Сестра тяжело вздыхает:
— Значит, кость не срастается.
С койки, на которой лежит танкист с забинтованным лицом (Сергей знает — он стрелок-наводчик), слышится злой голос:
— Не каркайте, мамаша.
Сестра не обижается:
— Лежи, касатик, лежи. Тебе нельзя волноваться.
Человек, сидящий на койке, смеется мелким рассыпчатым смехом.
Все дни напролет Сергей лежит. Физически он достаточно окреп, может ходить, разговаривать — как это и делают все, у кого более-менее зажили раны.
Другая, странная болезнь овладела им — безразличие. У него нет никаких желаний, он даже родной дом, местечко, знакомых девушек не хочет вспоминать. Прежде каждую свободную минуту он использовал для чтения. Теперь на тумбочке лежат две книги — «Записки Пиквикского клуба» Чарльза Диккенса и еще одна, без обложки, которую принесла сестра. Он даже не поинтересовался, как называется книга без обложки.
Госпиталь в трехэтажном каменном здании. Если подойти к окну, можно увидеть широкий, как плац, двор, мощенный булыжником, огражденный тяжелой железной решеткой. Во дворе большими ярусами стоят вынесенные из комнат школьные парты: в здании госпиталя прежде была школа. Она построена на пригорке, поэтому из окна видны не только дома прилегающей улицы, а и той, что расположена внизу, у подножия пригорка. Окна в домах распахнуты, в некоторых выбиты стекла, ветер шелестит занавесками. Но на нескольких подоконниках стоят цветы, окна открываются, закрываются. Значит, в квартирах появились жильцы.
Дни солнечные, даже жаркие. Лето в разгаре.
У танкиста сняли с лица бинты: лицо со следами ожогов, в красно-белых пятнах. Ночами Сергей не спит и слышит, как стрелок-наводчик, приглушенно всхлипывая, плачет.
У Сергея тоже сняли гипс, но сразу же наложили новый: кость плохо срастается.
Сестра глядит на Сергея с жалостью. Месяц прошел, как он в палате. Люди с более тяжелыми ранениями выписывались, а он лежит. Контузия...

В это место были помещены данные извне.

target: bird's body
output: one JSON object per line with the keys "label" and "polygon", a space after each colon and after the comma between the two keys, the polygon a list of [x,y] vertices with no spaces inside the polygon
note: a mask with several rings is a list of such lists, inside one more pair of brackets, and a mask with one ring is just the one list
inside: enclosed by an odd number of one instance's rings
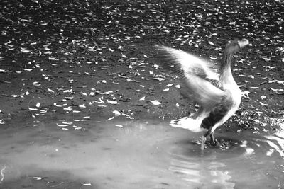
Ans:
{"label": "bird's body", "polygon": [[199,105],[199,110],[190,117],[170,122],[173,127],[193,132],[206,131],[202,137],[202,149],[206,137],[210,135],[215,144],[213,133],[231,118],[241,103],[241,93],[234,79],[231,62],[234,52],[248,44],[247,40],[233,41],[226,46],[219,74],[206,61],[165,46],[158,46],[159,51],[168,58],[172,70],[181,78],[187,97]]}

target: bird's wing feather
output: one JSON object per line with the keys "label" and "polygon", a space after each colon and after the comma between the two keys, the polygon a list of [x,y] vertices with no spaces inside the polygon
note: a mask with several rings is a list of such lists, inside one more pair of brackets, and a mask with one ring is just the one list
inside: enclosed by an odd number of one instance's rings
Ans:
{"label": "bird's wing feather", "polygon": [[168,60],[167,63],[173,71],[183,81],[189,97],[201,106],[211,108],[225,97],[224,91],[209,81],[219,79],[218,74],[209,63],[182,50],[165,46],[157,47]]}

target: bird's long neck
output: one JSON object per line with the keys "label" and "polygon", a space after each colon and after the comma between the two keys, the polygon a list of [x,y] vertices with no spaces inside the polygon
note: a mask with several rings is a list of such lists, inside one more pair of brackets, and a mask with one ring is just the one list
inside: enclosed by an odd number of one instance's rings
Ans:
{"label": "bird's long neck", "polygon": [[223,84],[231,83],[231,81],[234,82],[231,70],[231,62],[232,57],[232,53],[225,53],[223,56],[223,59],[221,63],[219,76],[219,81]]}

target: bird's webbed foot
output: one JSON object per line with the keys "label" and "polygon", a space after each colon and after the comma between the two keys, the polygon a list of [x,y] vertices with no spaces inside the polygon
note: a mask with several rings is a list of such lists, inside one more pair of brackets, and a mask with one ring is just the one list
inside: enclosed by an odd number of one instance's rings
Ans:
{"label": "bird's webbed foot", "polygon": [[210,134],[210,144],[211,144],[211,146],[217,147],[220,146],[220,144],[219,143],[219,142],[216,139],[214,138],[213,132]]}

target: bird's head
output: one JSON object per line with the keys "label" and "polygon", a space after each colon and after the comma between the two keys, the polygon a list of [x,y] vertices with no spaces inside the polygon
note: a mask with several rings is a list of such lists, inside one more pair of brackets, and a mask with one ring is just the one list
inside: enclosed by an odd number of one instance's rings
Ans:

— Ты писем не получаешь? — спрашивает сестра.
— Не получаю.
— Я твоей матери напишу.
— Пишите.
— Скажи адрес...
— В журнале регистрации есть.
— Скажи сам...
Сергей называет домашний адрес. Но диктовать письмо в палате не хочет. Они с сестрой идут длинным коридором, заходят в палату, служащую изолятором. Здесь только койка и тумбочка. Сестра присаживается у тумбочки, Сергей стоит.
— Говори, что писать...
— Жив, поправляюсь в госпитале после контузии. Ранение легкое.
— Я напишу «дорогая мама».
— Пишите...
Письмо небольшое — всего на страничку. Сестра складывает его треугольником, надписывает адрес.
— Танкиста переселим. Палата психов. Один плачет, другой смеется.
Ночами не дают покоя мысли. От них надо избавляться, даже спасаться. Каждую ночь искать точку опоры.